Non-parametric rank based tests

Introduction

Hypothesis tests can be done via:

resampling (to obtain the null distribution)
using parametric tests (when the null distribution is known)
non-parametric rank based tests (derived before computers empowered statistics)

Non-parametric rank based test are useful when:

we do not know the underlying probability distribution and/or our data does not meet parametric test requirements
sample size is too small to properly assess the distribution of the data
transforming our data to meet the parametric test requirements would make interpretation of the results harder

Limitations

Some limitations of the non-parametric rank based tests include the facts that:

they are primary significance tests that often do not provide estimates of the effects of interest
they lead to waste of information and in consequence they have less power
when sample size are extremely small (e.g. $n=3$) rank tests cannot produce small P-values, even when the outcomes in the two groups are very different
non-parametric tests are less easily extended to situations where we wish to take into account the effect of more than one exposure on the outcome

Main non-parametric rank tests

Wilcoxon signed rank test
- compares the sample median against a hypothetical median (equivalent to one sample t-test)
- or examine the difference between paired observations (equivalent to paired t-test)
Wilcoxon rank sum test
- examines the difference between two unrelated groups
- equivalent to two sample t-test
Kruskal-Wallis one-way analysis of variance
- examines the difference between two or more unrelated groups
- equivalent to ANOVA

Rank based correlation

Spearman’s rank correlation
- Pearson’s correlation coefficient calculated on ranks

Kendall’s rank correlation
- based on number of concordant/discordant pairs
- alternative to Pearson correlation coefficient

Wilcoxon signed rank test

Named after Frank Wilcoxon (1892–1945), Wilcoxon signed rank test was one of the first “non-parametric” methods developed.

It can be used to:

compare the sample median against a hypothetical median (equivalent to one sample t-test)
examine the difference between paired observations (equivalent to paired t-test).

Wilcoxon signed rank test

for a median

Example 1 (Wilcoxon signed rank test (for a median)) Let’s imagine we are a part of team analyzing results of a placebo-controlled clinical trial to test the effectiveness of a sleeping drug.

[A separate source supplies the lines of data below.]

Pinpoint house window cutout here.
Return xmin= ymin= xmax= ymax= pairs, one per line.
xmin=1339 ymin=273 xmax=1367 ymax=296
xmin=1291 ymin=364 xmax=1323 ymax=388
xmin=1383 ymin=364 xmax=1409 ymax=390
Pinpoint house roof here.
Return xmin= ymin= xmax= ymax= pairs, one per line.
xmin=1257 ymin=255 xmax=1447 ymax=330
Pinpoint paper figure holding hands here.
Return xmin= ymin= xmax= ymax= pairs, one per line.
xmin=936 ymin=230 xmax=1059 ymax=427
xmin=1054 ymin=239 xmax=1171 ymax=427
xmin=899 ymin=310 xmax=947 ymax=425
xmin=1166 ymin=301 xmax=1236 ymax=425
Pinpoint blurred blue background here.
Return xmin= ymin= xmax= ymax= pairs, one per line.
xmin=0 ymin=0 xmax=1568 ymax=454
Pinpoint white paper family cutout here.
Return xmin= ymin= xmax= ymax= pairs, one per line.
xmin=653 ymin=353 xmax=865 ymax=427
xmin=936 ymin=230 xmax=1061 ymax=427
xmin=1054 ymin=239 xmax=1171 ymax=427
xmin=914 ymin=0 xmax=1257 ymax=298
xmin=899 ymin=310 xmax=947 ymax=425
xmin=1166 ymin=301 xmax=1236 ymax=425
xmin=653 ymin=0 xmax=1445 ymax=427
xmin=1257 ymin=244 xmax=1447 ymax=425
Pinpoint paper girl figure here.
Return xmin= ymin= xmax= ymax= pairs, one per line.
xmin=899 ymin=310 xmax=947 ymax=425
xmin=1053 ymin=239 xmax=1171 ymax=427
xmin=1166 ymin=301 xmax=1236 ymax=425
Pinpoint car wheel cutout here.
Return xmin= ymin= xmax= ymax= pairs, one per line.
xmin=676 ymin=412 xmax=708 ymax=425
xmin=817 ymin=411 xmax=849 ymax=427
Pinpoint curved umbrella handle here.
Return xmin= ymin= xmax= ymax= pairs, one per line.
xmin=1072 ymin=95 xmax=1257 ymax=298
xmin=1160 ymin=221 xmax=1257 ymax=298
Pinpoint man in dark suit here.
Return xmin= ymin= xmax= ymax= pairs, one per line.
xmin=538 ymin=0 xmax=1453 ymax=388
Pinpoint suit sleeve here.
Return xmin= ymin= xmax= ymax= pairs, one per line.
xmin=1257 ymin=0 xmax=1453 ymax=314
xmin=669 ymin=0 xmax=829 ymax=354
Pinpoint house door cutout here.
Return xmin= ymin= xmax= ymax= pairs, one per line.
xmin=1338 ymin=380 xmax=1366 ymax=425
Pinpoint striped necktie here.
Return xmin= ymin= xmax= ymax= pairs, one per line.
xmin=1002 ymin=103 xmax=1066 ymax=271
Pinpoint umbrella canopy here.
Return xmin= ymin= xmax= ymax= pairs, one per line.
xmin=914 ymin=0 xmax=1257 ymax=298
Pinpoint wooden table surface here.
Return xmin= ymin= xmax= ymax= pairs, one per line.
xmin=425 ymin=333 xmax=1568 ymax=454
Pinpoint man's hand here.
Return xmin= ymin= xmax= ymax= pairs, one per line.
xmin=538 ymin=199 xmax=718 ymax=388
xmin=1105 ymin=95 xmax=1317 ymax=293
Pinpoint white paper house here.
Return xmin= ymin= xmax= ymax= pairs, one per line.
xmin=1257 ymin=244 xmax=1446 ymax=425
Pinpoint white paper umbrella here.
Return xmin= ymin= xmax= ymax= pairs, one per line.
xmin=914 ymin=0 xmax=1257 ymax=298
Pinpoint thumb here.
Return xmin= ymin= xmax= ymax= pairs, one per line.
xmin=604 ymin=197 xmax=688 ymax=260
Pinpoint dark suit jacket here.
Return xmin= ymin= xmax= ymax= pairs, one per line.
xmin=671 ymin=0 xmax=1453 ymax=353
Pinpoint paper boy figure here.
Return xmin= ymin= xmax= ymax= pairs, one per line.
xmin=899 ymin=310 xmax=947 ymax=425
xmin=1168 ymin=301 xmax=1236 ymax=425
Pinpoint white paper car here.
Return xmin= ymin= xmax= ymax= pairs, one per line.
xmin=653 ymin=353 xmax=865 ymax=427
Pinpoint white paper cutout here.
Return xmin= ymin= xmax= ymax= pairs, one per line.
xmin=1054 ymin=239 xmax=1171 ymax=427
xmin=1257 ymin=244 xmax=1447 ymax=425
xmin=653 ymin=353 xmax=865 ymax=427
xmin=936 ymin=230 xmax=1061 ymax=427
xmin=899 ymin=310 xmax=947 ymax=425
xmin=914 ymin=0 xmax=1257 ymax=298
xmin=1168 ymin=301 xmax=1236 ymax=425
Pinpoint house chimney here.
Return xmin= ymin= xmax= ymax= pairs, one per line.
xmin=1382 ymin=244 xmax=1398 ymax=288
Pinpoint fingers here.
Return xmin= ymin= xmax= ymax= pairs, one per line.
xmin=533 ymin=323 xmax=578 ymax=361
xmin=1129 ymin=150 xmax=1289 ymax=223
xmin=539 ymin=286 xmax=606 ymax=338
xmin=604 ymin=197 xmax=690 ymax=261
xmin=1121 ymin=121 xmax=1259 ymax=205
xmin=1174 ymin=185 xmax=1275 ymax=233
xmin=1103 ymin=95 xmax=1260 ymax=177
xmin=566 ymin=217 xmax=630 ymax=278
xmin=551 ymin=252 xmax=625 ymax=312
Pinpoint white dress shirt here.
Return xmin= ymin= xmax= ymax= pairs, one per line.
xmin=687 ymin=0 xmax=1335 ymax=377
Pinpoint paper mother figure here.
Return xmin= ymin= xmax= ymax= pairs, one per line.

We have collected data on 10 patients when they took a sleeping drug and when they took a placebo.

The hours of sleep recorded for each study participant:

id	drug	placebo
1	6.1	5.2
2	6.0	7.9
3	8.2	3.9
4	7.6	4.7
5	6.5	5.3
6	5.4	7.4
7	6.9	4.2
8	6.7	6.1
9	7.4	3.8
10	5.8	7.3

Before we investigate the effect of drug, a senior statistician ask us:

“Is the median sleeping time without taking the drug significantly less than the recommended 7 h of sleep?”

Wilcoxon signed rank test

for a median (cont.)

Define the null and alternative hypothesis under the study

$H_0: m = m_0$ the median sleeping time is equal to $m_0$, $m_0 = 7$ h
$H_1 < m_0$ the median sleeping time is less than $m_0$, $m_0 = 7$ h

Calculate the value of the test statistics

we subtract the median from each measurement, $X_i - m_0$
we find absolute value of the difference, $|X_i - m_0|$
we rank the absolute value of the difference
we find the value of $W$, the Wilcoxon signed-rank test statistics as \[W =\displaystyle \sum_{i=1}^{n}Z_iR_i\] where $Z_i$ is an indicator variable such as:

\[\begin{equation} Z_i = \left\{ \begin{array}{cc} 0 & \mathrm{if\ } X_i - m_0 < 0 \\ 1 & otherwise \\ \end{array} \right. \end{equation}\]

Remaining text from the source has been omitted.